What appealed to me was the mantra at the heart of it: "Quantity over quality." For the duration of the month, if the internal critic is sniping, it has to shut up. All words are good words: Just keep writing toward that goal of 50,000 words by Nov. 30.

In October, I got my hands on No Plot? No Problem! by Chris Baty, one of the founders of National Novel Writing Month. Baty advises as little preparation as possible: The barest of plot outlines and the sketchiest of research methods will, he says, prevent you from being so attached to getting it right that you'd be unable to embrace the spirit of "exuberant imperfection." He encourages wild, implausible ideas. "Make messes!" he cheerfully instructs. "None of this will go on your permanent record."

Inspired to make a big mess, I chose a story that I had had in my head since college, one I had built around the Irish history I had been studying back then. Those poor, neglected characters were like old friends to me, but they had been stranded, unwritten, despite my occasional vague ideas of putting them to paper. But this November, they would finally make it into the light.

Except I decided to transplant them from historical fiction to the fantasy genre. They were still in Ireland, but now half of them weren't even human. That seemed like a big enough mess to make. Exuberant imperfection! And sketchy research was an easy mandate to follow.

I also followed Baty's advice to tell family and friends what I was doing. In the end, that was the crucial factor: The thought of all my expectant supporters ready to cheer me on was the only thing that got me started. Because by Halloween I was terrified: What have I gotten myself into? How much of an idiot am I that I told all those people I was doing this?

But after spreading the word, admitting that I had not even made an attempt would be mortifying, so on Nov. 1, I started writing.

My plot outline was worse than skeletal. I knew (sort of) how the story began, and I knew (more or less) how it would end, but the middle felt like a vast chasm for which I had only a few sticks to build a bridge across. In the dreaded mid-month period, every upcoming scene was a leap of faith into the unknown. My characters had no idea where they were going, and neither did I, but we muddled through together.

If that pesky internal critic was banished from the house for a month, it still stood at the window and yelled in running commentary: The plot is ridiculous, the characters' motivations make no sense, the "rules" of the fantasy elements are confusing, and most damaging of all, no amount of future revisions will ever, ever make this story readable. In short, the internal critic said, the project is an enormous waste of time.

So I would draw the curtains, grit my teeth, and keep writing.

On Nov. 28, I did it: I reached the end of the story.
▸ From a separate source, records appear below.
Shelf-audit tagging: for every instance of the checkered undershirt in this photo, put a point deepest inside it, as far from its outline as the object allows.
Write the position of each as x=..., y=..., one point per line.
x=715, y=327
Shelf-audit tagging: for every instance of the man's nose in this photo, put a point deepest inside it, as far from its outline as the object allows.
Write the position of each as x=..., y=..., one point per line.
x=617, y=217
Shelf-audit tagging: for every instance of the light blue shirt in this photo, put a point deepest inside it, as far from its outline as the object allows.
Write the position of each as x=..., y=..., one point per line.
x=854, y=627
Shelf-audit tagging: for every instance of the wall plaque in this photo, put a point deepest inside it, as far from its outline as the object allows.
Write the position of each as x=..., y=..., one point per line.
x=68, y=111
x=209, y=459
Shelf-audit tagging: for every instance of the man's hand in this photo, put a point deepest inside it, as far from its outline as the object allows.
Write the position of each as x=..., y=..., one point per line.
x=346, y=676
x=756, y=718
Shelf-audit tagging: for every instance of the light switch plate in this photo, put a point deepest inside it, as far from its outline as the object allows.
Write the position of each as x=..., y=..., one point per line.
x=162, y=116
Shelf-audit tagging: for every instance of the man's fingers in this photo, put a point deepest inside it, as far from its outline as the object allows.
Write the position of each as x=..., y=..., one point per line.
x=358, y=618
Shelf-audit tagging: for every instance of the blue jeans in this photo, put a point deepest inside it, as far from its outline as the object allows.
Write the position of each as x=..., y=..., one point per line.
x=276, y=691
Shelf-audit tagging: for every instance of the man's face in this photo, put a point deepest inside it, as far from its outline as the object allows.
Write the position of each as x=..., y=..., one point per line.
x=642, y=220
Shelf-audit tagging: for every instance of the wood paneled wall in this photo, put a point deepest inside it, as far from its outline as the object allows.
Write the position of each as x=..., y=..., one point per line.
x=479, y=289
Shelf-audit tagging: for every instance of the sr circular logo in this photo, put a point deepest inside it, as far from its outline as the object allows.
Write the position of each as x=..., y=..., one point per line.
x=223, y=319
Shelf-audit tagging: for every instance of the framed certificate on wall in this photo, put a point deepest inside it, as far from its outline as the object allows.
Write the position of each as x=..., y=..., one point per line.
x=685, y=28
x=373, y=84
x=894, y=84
But it fell short of the word count by about 1,800 words, and so the next day, I added a prologue that pushed it over to a grand total of 50,142 words. Thus, a day early, I submitted it to the National Novel Writing Month Web site, and was directed to the winners' page that offered congratulations and neat little graphics to download to advertise my achievement.

I got a little teary with happiness. My characters had been waiting for this for a long time, and so had I.

I'm not being modest when I assure everyone that the story is a huge mess, unfit for human eyes. But, ignoring the internal critic, I am determined to undertake the revisions. Step one is non-sketchy research: I've started with William Butler Yeats' compilations of Irish folklore in the hopes that it can inform the fantasy elements of the story. I'm surprised and delighted to find that so far the ideas to flesh out the story are coming quite easily.

It may come to be fit for human eyes yet. But if that never happens, even the internal critic has come to realize it wasn't a waste of time, any more than the long-lost stories I created as a child were. All words are good words, and you learn to write by writing. But there's also something to be said for rediscovering the fun of wandering in a different world for a while.